Speaking Truth To Power
Whether it’s cloud or on-premises computing resources that have been found lacking in a security incident, often the ultimate fault lies not with technology or its implementation but in the failure of corporate leaders to inculcate an appropriate philosophy and mindset within the organisation. Inevitably, it will fall to security leaders to point this out to the board – a conversation nobody wants to have, but which everyone ought to be confident in starting, many attendees felt.
“Nobody likes to give bad news to the board – yet oftentimes it’s the CISO who’s the one left carrying the can of giving them the bad news,” said one attendee. “If the CISO is reporting to the CIO or the CTO, the bad news isn’t ever going to get there.”
This sparked a forthright exchange, with one senior staffer at a company in a regulated sector pointing out that there are legal requirements for public company boards to be informed of bad news from the security teams – with prison a possible consequence for executives who fail to report appropriately. The argument came back, though, that the existence of a legal requirement would not necessarily make it any easier for the lower-level security team member to flag up a failure to a senior manager.
“Then that’s poor leadership,” the regulated industry specialist replied. “You’re conflating security problems with poor leadership – and that’s going to happen wherever there’s poor leadership. Actually, I think, as senior leaders in the company, if we want to be taken seriously, part of our job is to shine a light on that bad behaviour.
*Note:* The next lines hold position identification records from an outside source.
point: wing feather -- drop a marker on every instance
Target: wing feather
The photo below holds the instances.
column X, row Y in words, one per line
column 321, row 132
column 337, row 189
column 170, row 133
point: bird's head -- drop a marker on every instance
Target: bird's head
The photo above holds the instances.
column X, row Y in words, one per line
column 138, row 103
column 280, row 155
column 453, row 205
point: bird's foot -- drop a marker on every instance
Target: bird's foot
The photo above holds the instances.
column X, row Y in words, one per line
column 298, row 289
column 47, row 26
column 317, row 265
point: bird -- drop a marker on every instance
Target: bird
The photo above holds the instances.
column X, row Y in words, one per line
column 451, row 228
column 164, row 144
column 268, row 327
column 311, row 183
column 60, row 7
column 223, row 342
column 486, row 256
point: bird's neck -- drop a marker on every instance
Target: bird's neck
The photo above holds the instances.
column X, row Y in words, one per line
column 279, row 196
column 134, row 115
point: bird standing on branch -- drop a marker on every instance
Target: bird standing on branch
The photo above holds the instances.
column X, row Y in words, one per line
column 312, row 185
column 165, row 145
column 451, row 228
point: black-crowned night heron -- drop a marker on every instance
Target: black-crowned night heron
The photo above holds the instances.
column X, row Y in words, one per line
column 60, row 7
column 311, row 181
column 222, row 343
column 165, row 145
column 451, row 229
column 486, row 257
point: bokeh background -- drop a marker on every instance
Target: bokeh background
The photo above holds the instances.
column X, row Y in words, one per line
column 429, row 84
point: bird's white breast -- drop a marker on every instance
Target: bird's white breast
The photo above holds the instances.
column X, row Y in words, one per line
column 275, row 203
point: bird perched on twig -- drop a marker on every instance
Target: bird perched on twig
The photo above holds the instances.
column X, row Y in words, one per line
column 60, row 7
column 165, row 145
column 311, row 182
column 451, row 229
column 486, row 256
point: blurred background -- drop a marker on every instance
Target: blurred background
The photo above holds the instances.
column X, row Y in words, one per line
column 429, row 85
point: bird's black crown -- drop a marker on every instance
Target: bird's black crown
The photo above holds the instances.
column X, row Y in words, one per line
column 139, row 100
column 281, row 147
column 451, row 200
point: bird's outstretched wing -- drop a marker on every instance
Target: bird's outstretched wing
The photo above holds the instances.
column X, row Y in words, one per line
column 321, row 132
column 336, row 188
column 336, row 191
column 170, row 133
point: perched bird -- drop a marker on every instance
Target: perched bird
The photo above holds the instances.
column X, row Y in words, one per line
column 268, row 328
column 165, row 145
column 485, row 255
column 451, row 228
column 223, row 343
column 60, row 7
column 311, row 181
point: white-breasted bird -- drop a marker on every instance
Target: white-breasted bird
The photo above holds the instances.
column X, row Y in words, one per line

If senior leaders are not being transparent, that’s poor leadership. Transparency leads to more honesty, and better investment. If you’re in a company that is genuinely hiding some of these problems, why are you there?”
A Risky Business
Those conversations with the board need to not just be honest and pragmatic – they need to articulate the problems the security team are seeing in a way that will resonate with the company’s senior leadership. This will usually mean talking not just about risk, but attempting to give a reasonable estimate of its dimensions.
“As a security professional, risk quantification is one of the best things that you can do to get leverage from the board,” Mattey said. “Sitting down with the board and saying, ‘I think, based on my subject matter expertise, of the members of my team, the vulnerabilities that we’ve got, and the average cost of a data breach, there is a 10% chance of a cybersecurity incident that’s going to cost the business more than £10m over the course of the next 12 months’. That is the language that they understand and the language that will get them to respond.”
Of course, many of these difficulties can be minimised, if not necessarily entirely mitigated, if adequate security is designed in from the start. This will not be an option for security leaders joining long-established, large, complicatedly structured businesses – but it has to be high on the agenda if and when such an organisation undertakes a comprehensive digital transformation programme; or, indeed, if a legacy business is mapping out a move to a cloud-based infrastructure.
“The key thing I’ll take away from this discussion is around building security in,” Pease said while summing up. “The cloud is very agile, and contractually, your risks change all the time. But if you build security in from the start, you’ve got that framework, and you know that at least it’s secure at that point.”